Libéré, délivré... je m’en vais

4 novembre 2017

Ils sont nombreux les épisodes des Evangiles qui font le récit de guérisons. Dans celui de la guérison d’un malade atteint d’hydropisie, dans l’Evangile de Saint-Luc (14, 1-6), une phrase a retenu mon attention : « tenant alors le malade, Jésus le guérit et le laissa aller ».

Cette guérison survient dans un contexte particulier de confrontation avec les pharisiens et les docteurs de la loi, où le Seigneur Jésus veut mettre en évidence leurs incohérences entre ce qu’ils affirment de leur bouche, et ce qu’ils font, entre ce qu’ils prétendent imposer comme règle, et ce qu’imposent la justice, le bon sens et la charité, comme si la loi de Dieu s’y opposait.

Le Seigneur Jésus tient le malade. Ce qui vient en premier à l’esprit, c’est de voir ce geste simple que l’on peut faire lorsqu’on est proche d’un malade, un geste d’affection, de soutien, d’amitié. Le Seigneur Jésus tient ce malade atteint d’hydropisie (oedèmes généralisés, c’est-à-dire insuffisance cardiaque congestive). Si la maladie touche et affecte le corps, ce geste physique, sensible de notre Seigneur, est un premier signe d’apaisement. Le malade n’est plus seul face à son mal. Le Seigneur Jésus est là, avec lui, auprès de lui. Ce geste de compassion peut paraître tellement dérisoire ! En effet, ce geste peut-il guérir ? Certes non, mais par ce geste, il tient le malade debout et fort, combatif face au mal. Ce geste de tendresse et de compassion, est de ce fait aussi, un geste de force et courage. De fait, la première victoire, dans la maladie, ce n’est pas la guérison de cette dernière, mais le relèvement du malade qui décide de ne pas se laisser abattre par son mal.

Jésus le guérit. En effet, la guérison ne peut survenir qu’alors, avec le consentement, le concours, la collaboration du malade. La guérison n’est ni thérapeutique ni magique, elle est miraculeuse.

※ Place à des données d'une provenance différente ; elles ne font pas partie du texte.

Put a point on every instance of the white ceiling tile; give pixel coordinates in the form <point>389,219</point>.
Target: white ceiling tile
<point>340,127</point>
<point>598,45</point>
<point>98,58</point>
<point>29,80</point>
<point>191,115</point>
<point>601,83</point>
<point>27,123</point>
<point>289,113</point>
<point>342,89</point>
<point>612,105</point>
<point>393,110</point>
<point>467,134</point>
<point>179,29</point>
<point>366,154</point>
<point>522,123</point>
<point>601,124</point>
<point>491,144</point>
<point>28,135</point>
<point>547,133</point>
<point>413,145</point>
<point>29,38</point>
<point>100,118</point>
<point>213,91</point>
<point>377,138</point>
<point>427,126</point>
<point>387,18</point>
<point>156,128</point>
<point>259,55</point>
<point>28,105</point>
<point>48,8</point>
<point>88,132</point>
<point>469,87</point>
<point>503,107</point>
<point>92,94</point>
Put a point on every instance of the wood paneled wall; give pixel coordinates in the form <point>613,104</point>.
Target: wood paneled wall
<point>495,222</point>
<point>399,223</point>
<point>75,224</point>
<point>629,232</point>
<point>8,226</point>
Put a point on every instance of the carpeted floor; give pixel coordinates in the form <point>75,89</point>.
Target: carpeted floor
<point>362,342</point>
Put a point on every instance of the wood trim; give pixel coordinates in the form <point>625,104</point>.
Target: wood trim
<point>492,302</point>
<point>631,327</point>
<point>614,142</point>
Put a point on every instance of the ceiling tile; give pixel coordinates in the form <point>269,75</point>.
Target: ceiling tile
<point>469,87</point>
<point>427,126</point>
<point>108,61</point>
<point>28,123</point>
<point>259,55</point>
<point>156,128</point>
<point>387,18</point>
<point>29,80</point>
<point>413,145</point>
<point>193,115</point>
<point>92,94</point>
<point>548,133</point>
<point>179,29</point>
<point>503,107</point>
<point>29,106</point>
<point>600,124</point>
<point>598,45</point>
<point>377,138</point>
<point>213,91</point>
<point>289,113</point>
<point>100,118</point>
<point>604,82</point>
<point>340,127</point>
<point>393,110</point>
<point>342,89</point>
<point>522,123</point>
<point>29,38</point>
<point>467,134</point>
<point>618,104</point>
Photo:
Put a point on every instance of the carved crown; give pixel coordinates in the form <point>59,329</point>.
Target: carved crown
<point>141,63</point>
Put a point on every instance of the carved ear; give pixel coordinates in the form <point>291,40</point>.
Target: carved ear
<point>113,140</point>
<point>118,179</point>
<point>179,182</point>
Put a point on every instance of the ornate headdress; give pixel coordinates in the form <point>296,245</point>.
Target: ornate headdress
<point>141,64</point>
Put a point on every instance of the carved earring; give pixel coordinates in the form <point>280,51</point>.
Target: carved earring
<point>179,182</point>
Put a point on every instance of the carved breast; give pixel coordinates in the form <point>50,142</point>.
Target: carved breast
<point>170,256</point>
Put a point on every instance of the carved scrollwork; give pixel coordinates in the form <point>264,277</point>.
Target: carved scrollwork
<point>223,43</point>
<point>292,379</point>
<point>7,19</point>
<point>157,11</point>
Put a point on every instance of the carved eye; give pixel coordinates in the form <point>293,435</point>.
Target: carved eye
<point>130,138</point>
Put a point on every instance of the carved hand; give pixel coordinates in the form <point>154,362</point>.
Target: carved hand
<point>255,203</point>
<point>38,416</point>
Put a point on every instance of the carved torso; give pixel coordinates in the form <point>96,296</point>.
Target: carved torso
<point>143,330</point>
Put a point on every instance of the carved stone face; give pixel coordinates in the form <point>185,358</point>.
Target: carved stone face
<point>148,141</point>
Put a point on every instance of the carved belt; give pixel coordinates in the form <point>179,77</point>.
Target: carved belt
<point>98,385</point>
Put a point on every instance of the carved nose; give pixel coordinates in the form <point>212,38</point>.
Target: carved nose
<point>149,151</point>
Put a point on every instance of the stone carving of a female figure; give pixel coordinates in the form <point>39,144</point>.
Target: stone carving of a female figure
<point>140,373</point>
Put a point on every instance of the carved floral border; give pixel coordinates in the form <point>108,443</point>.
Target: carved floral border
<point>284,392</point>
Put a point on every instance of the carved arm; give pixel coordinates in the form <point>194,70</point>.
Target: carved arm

Thérapeutique, il suffirait d’utiliser des médicaments. Magique, il suffirait l’art d’un magicien, sans considération ni pour la maladie, ni pour le malade. Miraculeuse, la guérison appelle la consentement du malade à la grâce qui s’est présentée sensiblement à lui, par ce geste du Seigneur Jésus.
Il le laissa aller. Au-delà de la seule guérison physique de son mal - qui n’est pas à négliger -, il se réalise comme une libération en faveur du malade, certes, mais aussi comme un enseignement pour les pharisiens et les docteurs de la loi. Ces derniers demeurent prisonniers de leurs certitudes, de leurs jugements, paralysés par ceux-ci. Seront-ils seulement capables de voir l’évidence : la guérison du malade ? Ce n’est même pas sûr. Cet homme n’est plus seul, le Seigneur Jésus est avec lui, il est guéri de son mal. Par cette présence et sa guérison, il est relevé, guéri, libéré.

Tenant alors le malade, Jésus le guérit et le laissa aller. Ce passage de l’Evangile exprime de belle manière ce qui se réalise dans le sacrement des malades. Par l’imposition des mains et l’onction d’huile des malades, c’est le Seigneur Jésus qui, en vérité dans l’Esprit-Saint, pose sa main sur la malade pour le tenir. Ce faisant, par ce geste, le Seigneur Jésus peut nous guérir de notre mal et ainsi nous laisser aller, libres de tout mal.


Recevoir le sacrement des malades, c’est accueillir le Seigneur Jésus auprès de nous, le laisser nous tenir, et lui permettre de réaliser notre guérison pour nous laisser aller.